Potent Grade of Anthrax Found in Daschle Letter, 29 Exposed
The anthrax contained in a letter mailed to Senate Majority Leader Tom Daschle (D-S.D.) was of a "high-grade," suggesting that "someone, somewhere has access to the sort of germ weapons capable of inflicting huge casualties," the New York Times reports. Until yesterday's preliminary analysis on the letter, many experts had assumed that the anthrax discovered in Washington, D.C., New York and Florida was "crudely made." The discovery of the potent form of anthrax marks the "first time in history that such a sophisticated form of anthrax had been used as a weapon in warfare or bioterrorism," the Times reports (Engelberg/Miller, New York Times, 10/17). This morning, CNN reported that House Speaker Dennis Hastert (R-Ill.) said that the Capitol and surrounding areas will be closed through next Monday for a "complete security and environmental sweep." According to Hastert, an anthrax spore was found in the ventilation system in the Senate office buildings, and one of his own offices is currently "under quarentine" because a "suspicious package" was found there. Hastert said that it is "appropriate and prudent" for House members to take a recess after completing business today. Testifying on Capitol Hill, HHS Secretary Tommy Thompson said that although 29 of Senator Thomas Daschle's (D-S.D.) staff members were exposed to anthrax, it is "too early" to tell if they are infected with the disease (CNN, 10/17).

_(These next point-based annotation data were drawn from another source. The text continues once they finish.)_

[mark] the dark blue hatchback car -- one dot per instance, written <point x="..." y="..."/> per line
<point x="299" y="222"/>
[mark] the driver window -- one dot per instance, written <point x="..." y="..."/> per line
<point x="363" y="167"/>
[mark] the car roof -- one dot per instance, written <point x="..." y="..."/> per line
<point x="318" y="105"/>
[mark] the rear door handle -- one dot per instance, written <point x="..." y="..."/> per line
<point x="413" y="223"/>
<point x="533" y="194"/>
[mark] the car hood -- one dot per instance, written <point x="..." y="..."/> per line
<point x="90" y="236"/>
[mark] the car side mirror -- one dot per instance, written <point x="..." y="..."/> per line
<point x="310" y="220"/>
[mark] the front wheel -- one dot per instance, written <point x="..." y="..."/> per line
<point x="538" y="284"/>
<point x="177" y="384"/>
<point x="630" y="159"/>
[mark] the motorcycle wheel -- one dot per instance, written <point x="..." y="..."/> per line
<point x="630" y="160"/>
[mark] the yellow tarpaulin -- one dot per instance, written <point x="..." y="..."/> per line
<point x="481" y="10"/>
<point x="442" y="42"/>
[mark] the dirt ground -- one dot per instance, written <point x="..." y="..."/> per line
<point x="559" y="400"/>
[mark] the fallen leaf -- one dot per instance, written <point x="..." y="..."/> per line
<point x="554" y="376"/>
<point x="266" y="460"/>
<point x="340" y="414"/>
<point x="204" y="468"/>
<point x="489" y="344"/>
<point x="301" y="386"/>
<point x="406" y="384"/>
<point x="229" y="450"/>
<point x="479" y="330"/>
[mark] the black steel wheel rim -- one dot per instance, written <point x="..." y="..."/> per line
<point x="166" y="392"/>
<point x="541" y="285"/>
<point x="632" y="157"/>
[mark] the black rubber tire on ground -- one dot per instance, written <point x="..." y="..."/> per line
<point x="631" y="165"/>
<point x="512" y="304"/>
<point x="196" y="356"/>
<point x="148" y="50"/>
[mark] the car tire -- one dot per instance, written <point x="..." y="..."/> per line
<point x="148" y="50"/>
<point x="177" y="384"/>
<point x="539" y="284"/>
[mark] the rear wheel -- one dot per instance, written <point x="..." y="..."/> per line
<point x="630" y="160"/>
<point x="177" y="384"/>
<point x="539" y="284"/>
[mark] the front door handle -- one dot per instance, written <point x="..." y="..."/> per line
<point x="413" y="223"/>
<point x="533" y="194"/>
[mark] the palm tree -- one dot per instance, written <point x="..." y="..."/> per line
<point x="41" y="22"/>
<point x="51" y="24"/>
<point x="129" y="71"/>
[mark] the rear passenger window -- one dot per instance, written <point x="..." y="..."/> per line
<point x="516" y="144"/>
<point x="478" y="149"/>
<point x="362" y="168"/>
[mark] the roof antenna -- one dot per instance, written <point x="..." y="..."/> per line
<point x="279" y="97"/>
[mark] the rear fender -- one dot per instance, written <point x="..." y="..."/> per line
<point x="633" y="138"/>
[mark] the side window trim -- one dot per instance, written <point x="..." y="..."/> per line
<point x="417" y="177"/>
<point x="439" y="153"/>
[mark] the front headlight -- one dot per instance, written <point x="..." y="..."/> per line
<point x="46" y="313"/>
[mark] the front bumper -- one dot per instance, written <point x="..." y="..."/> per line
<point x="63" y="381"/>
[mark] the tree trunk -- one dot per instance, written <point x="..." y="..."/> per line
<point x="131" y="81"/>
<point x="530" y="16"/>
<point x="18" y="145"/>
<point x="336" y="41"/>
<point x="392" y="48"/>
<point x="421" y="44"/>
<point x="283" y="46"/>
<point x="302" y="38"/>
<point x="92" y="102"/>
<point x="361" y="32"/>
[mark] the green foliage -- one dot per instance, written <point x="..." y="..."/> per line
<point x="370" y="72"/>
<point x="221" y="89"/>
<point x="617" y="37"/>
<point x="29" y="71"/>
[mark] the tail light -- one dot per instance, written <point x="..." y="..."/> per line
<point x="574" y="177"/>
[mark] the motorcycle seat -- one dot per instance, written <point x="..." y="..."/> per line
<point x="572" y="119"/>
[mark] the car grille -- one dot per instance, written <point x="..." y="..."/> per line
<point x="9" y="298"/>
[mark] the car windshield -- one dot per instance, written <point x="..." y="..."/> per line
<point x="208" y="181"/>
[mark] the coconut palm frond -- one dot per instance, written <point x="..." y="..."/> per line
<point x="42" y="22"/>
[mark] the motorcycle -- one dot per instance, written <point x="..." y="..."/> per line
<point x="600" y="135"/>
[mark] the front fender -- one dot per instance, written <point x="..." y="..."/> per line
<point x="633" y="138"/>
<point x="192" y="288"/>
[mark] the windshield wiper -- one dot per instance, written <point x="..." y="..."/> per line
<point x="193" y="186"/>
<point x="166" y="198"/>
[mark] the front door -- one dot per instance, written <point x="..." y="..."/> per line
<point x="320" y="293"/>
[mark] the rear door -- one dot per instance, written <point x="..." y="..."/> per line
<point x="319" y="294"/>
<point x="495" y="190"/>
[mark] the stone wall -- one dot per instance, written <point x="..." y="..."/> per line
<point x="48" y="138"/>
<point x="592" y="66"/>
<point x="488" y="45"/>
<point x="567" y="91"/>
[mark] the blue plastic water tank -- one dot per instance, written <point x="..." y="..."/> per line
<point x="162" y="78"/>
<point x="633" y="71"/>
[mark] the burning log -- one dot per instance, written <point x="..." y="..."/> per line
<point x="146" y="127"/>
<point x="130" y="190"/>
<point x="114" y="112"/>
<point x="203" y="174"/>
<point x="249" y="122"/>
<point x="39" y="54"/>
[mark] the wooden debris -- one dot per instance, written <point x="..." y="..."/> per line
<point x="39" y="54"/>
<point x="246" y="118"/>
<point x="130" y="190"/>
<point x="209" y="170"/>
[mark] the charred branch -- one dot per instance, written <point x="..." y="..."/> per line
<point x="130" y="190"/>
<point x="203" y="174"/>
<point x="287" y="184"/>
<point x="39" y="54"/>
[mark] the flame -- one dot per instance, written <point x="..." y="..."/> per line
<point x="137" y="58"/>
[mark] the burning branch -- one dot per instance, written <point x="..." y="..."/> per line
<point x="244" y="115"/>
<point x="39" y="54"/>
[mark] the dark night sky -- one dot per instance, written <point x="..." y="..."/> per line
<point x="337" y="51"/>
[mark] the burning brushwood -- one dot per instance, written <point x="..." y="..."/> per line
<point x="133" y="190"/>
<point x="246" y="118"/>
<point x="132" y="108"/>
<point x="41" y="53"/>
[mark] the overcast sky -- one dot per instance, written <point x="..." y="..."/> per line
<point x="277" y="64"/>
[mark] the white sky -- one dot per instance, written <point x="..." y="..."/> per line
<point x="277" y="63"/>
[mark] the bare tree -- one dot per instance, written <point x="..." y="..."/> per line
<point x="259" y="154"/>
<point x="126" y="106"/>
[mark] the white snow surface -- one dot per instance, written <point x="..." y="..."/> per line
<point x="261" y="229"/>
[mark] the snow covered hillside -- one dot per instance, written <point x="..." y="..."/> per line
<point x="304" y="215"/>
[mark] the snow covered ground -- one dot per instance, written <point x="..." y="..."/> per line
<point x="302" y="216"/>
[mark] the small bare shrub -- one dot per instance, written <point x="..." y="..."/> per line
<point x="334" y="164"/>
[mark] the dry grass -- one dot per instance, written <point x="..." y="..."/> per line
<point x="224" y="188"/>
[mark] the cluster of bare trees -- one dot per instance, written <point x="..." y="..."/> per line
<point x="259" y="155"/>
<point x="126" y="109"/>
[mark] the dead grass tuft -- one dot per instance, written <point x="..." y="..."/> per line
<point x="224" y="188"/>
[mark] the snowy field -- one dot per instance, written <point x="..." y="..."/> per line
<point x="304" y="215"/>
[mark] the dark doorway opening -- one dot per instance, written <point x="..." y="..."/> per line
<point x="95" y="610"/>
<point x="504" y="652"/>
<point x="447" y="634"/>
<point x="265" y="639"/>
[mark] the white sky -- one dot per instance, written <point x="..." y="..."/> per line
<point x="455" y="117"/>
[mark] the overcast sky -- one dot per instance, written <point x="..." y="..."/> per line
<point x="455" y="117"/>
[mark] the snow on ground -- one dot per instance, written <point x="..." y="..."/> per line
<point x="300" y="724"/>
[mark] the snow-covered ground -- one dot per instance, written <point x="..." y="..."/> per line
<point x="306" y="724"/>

Preliminary tests indicate that the anthrax in the Daschle letter had been refined "enough that it could easily be dispersed through the air" (Baltimore Sun, 10/17). Such a form of anthrax is "the kind that will give you pulmonary" or inhalation anthrax, the most deadly form of the disease, a senior government official said (Johnston/Mitchell, New York Times, 10/17). Bob Stevens, a employee of Boca Raton, Fla.-based American Media Inc., died from inhalation anthrax earlier this month (American Health Line, 10/16). Daschle said, "We were told that it was a very potent form of anthrax that clearly was produced by somebody who knew what he or she was doing. This particular sample had a fairly significant degree of concentration of spores" (Burger/Kennedy, New York Daily News, 10/17). The Daschle aide "limited the chances of sending the spores into the air" when she opened the letter because she "immediately" put the letter back on her desk. Further, the office building's ventilation system was shut down a half hour after the letter was found. Daschle said, "The risk is almost negligible. The antibiotics are so effective that there is virtually no risk if we can treat those who are exposed quickly enough. That's what happened yesterday and that's why our level of confidence is so high" (Lichtblau et al., Los Angeles Times, 10/17). Regardless, "[h]undreds" of Capitol employees yesterday "submitted" to nasal-swab tests to determine anthrax exposure and began taking antibiotics (Merzer/Kuhnhenn, Philadelphia Inquirer, 10/17).